I don't know who will still be talking in a year, where my monkey will be, or who he'll grow up to be now. I'm wondering what Dad'll tell the baby if they break up. I wonder what will happen to the baby if anything happens to Dad after his new wife adopts him next year. Most likely I'll never see him again. Most excellent.

I suppose it won't matter. I suppose I'll just move to Kenya, focus on everyone I can help there, and trust Him. Because that's all I can do.

Sunday, September 5, 2010

Will we ever learn?

One thing I miss about Africa is how easy going everyone is with one another. Here in North America, we judge. We judge people based on their hairstyles, clothes, tattoos, boyfriends, girlfriends, speech, accents, warts, colour, car, house, pet, make-up, zits, etc. We always find something to put someone down about. We aren't content with ourselves so instead we find any little fault in everyone else to make ourselves feel better. I'm the first to admit that I am guilty of this. I wish I could say it wasn't so, but I have a tendency to judge people based on the stupidest things as well.

In Kenya, women would walk down the street, or go to the pool decked out in a prom dress. And everyone would tell her how beautiful she looked, instead of giving her strange looks of disapproval. Women could wear crazy hats and interesting dresses and people would just accept it. Maybe because people in Africa had bigger things to worry about than what the person standing across the street is wearing. Or maybe because they simply do not care! Or, maybe because people have decided to take the high road and love one another.

Such a simple thing to do really. Love one another. However it seems to be the hardest thing for us to do. Maybe one day we'll learn to accept one another for who we are. Warts and all.

Be Blessed
<3 Mhea

Saturday, September 4, 2010

Looking ahead..

I'm a nostalgic person. I enjoy remembering the past, so much so I sometimes forget to live in the moment. I remember when we used to ride in the old station wagons, and everyone would fight over the very back seats that faced out the back windows. There was something so appealing to watching the world as we passed it. But I find that that is what I do with my life. I keep looking backwards, remembering the past, living in it, so much so that I don't realize what's going on in the present, until it is also the past, and I'm grasping at the few memories I do have.

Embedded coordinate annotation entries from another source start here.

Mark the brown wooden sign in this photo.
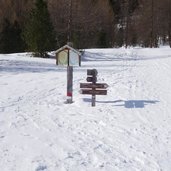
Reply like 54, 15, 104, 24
80, 89, 107, 95
80, 83, 108, 89
80, 69, 108, 106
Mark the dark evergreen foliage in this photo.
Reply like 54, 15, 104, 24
23, 0, 56, 57
0, 19, 25, 53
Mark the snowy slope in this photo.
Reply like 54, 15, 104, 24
0, 47, 171, 171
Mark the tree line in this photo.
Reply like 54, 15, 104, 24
0, 0, 171, 56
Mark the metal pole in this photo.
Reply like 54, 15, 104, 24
67, 66, 73, 103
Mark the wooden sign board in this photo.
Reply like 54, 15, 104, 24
56, 45, 81, 66
80, 89, 107, 95
80, 83, 108, 89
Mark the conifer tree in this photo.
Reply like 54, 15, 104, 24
23, 0, 56, 57
0, 19, 24, 53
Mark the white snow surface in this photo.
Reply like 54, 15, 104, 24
0, 47, 171, 171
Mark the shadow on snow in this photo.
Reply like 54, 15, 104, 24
83, 98, 159, 108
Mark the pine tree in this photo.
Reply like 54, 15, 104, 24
23, 0, 56, 57
0, 19, 24, 53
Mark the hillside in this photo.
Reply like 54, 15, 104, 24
0, 47, 171, 171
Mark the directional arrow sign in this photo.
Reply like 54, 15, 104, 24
80, 89, 107, 95
80, 83, 108, 89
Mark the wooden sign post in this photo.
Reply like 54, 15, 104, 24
56, 45, 81, 103
80, 69, 108, 106
67, 66, 73, 103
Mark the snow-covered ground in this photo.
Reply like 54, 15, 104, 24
0, 47, 171, 171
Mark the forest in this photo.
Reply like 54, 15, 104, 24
0, 0, 171, 53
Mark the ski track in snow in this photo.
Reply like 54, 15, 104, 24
0, 48, 171, 171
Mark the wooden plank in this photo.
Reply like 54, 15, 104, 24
80, 89, 107, 95
80, 83, 108, 89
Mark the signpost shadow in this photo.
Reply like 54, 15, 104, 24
96, 100, 159, 108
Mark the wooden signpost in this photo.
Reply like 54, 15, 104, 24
80, 69, 108, 106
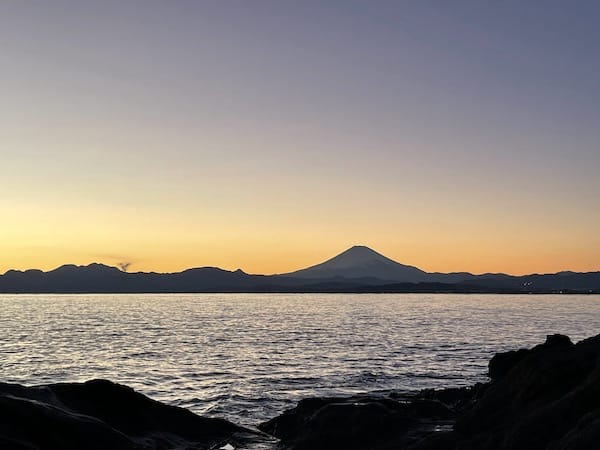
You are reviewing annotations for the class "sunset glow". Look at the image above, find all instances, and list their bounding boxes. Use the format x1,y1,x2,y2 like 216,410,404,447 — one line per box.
0,1,600,274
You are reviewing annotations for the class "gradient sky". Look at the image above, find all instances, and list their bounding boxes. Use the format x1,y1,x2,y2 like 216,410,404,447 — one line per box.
0,0,600,274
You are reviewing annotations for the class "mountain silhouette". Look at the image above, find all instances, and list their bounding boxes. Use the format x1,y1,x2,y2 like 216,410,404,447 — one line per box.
0,245,600,293
286,245,428,283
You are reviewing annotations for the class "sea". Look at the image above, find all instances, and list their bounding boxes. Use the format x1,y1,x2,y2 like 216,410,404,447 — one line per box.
0,294,600,426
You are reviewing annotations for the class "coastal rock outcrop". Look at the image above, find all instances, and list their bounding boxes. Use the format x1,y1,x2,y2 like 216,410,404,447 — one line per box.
259,335,600,450
0,380,265,450
0,335,600,450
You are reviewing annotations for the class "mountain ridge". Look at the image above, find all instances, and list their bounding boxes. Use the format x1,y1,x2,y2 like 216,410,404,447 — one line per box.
0,245,600,293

So this summer, I decided to live in the moment. I traded in the station wagon, and I took life head on. And I had a fabulous summer with so many wonderful people! I think that it's easier to remember the good times, than live in the unknown. I'm always waiting for the other shoe to drop. So no more. I need to surrender it and move on!! I'm living in the moment, and giving each moment to Him. His plans are bigger than our own, a lesson I was taught in a huge way this summer. I can't wait to see what happens next. And that is the first time I've been able to say that in over two years. I'm looking towards the future, excited for what's going to happen next. Maybe I'll end up in Kitale. Maybe in Edmonton. Maybe in Mexico. But wherever it is, I know I'll be where He wants me to be, and where He can use me best.